Questo ha generato il paradosso per cui l’autoritarismo di destra ha potuto a tratti presentarsi come libertario.
Quando tutto è fascismo, nulla lo è più.
La conseguenza finale di ideologie che rinvengono i semi del fascismo in quasi tutti i comportamenti sociali correnti e pretendono drastici cambiamenti non è di eliminare quei comportamenti, ma di sdoganare il fascismo vero.
Va anche rimarcata una importante differenza tra Europa e Stati Uniti a questo proposito.
La nuova classe dirigente americana è essenzialmente maschile e probabilmente maschilista, connotata da aspetti di fanatismo religioso molto preoccupanti, come sempre propugnati da personaggi improbabili nel ruolo di moralizzatori.
Tanto che molti si sono spinti a ipotizzare per gli Stati Uniti un futuro analogo alla distopia preconizzata dalla grande scrittrice canadese Margaret Atwood nel “Racconto dell’Ancella”.
Al contrario, le destre, anche estreme, in Europa non hanno questo tratto almeno da 20 anni.
L’ascesa di Marine Le Pen in Francia e Giorgia Meloni in Italia, addirittura di fatto fondatrici dei rispettivi partiti politici, dimostrano ampiamente che il maschilismo in questa destra regredisce.
Allargando ancora lo sguardo, possiamo facilmente notare degli aspetti ancora più curiosi che però nessuno sottolinea.
L’Unione Europea è oggi governata in maniera preponderante da donne (Von Der Leyen, Metsola e Lagarde).
Ancor più sorprendente è l’evidenza degli ultimi 40 anni.
I due premier europei che più hanno segnato il mondo negli ultimi 40 anni sono Margaret Thatcher e Angela Merkel.
Se sommiamo la Meloni e, in prospettiva, la nuova leader dei Conservatori inglesi (Kemi Badenoch), c’è qualcosa di più che una coincidenza.
Perché leader di genere femminile in Europa sono emerse solo nei partiti di destra?
E perché quasi tutte le formazioni nazionaliste di estrema destra nei grandi paesi sono guidate da donne?
Suggerisco alcune possibili spiegazioni:
a) La Russa & Co. sono segretamente impegnati in una congiura internazionalista femminista.

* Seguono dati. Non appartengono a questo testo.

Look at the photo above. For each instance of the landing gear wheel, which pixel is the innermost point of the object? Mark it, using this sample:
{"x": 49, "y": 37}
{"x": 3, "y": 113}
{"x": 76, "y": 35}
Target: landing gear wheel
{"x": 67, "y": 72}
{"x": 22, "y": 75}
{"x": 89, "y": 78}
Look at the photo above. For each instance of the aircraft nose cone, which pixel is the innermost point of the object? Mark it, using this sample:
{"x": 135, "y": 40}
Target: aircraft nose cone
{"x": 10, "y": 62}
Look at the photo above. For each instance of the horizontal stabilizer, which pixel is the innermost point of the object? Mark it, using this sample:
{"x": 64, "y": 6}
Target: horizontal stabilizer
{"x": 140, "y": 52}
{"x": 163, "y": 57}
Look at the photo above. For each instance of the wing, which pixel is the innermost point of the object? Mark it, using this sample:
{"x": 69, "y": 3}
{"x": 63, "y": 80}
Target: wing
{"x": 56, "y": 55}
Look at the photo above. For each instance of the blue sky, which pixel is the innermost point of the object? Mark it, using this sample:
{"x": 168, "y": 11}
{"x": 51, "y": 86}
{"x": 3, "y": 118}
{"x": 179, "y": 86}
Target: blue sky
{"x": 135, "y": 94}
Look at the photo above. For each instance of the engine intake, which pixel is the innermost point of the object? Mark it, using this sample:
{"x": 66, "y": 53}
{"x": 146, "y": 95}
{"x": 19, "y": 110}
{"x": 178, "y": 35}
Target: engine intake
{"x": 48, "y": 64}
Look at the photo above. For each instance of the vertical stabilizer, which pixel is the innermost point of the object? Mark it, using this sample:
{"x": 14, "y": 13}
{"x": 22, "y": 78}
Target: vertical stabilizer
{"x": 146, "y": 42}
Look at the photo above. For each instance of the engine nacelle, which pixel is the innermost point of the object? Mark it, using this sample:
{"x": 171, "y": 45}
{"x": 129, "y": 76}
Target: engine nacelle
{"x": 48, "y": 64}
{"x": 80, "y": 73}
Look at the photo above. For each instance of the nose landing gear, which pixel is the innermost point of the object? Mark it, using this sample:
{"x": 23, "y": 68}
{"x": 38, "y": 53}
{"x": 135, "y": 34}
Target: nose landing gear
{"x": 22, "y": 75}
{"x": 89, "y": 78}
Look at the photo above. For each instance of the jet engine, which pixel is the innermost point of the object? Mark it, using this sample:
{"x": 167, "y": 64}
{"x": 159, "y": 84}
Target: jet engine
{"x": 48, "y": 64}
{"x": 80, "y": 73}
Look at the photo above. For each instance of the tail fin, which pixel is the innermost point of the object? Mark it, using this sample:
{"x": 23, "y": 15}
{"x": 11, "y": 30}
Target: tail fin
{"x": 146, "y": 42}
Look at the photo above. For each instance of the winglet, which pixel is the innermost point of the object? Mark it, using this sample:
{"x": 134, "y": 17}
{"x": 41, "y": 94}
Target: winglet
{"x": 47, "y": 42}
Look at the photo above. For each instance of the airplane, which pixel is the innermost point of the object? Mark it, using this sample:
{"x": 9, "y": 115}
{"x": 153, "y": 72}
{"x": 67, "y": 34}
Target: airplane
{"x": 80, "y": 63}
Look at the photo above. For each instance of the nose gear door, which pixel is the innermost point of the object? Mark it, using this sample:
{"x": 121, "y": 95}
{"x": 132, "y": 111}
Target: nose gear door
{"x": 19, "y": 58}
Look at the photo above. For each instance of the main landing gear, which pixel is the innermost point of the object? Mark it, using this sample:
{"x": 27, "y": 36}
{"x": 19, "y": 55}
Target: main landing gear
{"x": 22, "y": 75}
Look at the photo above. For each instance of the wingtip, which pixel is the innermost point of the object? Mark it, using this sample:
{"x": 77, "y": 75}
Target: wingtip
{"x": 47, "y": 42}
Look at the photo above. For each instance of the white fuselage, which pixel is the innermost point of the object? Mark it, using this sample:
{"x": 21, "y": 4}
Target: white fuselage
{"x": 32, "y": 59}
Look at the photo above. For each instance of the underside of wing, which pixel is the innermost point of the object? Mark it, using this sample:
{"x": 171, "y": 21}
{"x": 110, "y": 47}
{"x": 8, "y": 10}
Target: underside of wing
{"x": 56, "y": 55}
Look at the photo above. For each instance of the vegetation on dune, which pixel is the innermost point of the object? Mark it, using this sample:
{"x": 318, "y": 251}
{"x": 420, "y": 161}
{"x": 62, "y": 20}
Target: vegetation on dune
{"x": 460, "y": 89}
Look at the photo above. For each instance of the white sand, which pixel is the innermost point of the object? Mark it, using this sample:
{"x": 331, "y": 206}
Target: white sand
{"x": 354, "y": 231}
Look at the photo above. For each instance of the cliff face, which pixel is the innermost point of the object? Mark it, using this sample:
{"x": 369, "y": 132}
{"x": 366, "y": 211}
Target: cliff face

b) I partiti di sinistra sono segretamente maschilisti e retrogradi.
c) La retorica e mentalità dello svantaggio e della compensazione hanno generato una mentalità della dipendenza, che impedisce la crescita di personalità davvero autonome e forti nelle formazioni di sinistra.
Tornando alla sinistra, alcuni degli aspetti della ideologia corrente non trovano corrispondenza nel sentimento popolare, anche per ragioni buonissime.
Una certa retorica su svantaggi immaginari va abbandonata, provoca irritazione, e la coesione nazionale va recuperata non tanto sul piano della spesa, ma sul piano dei valori, riaffermando con forza quelli dell’unità nazionale.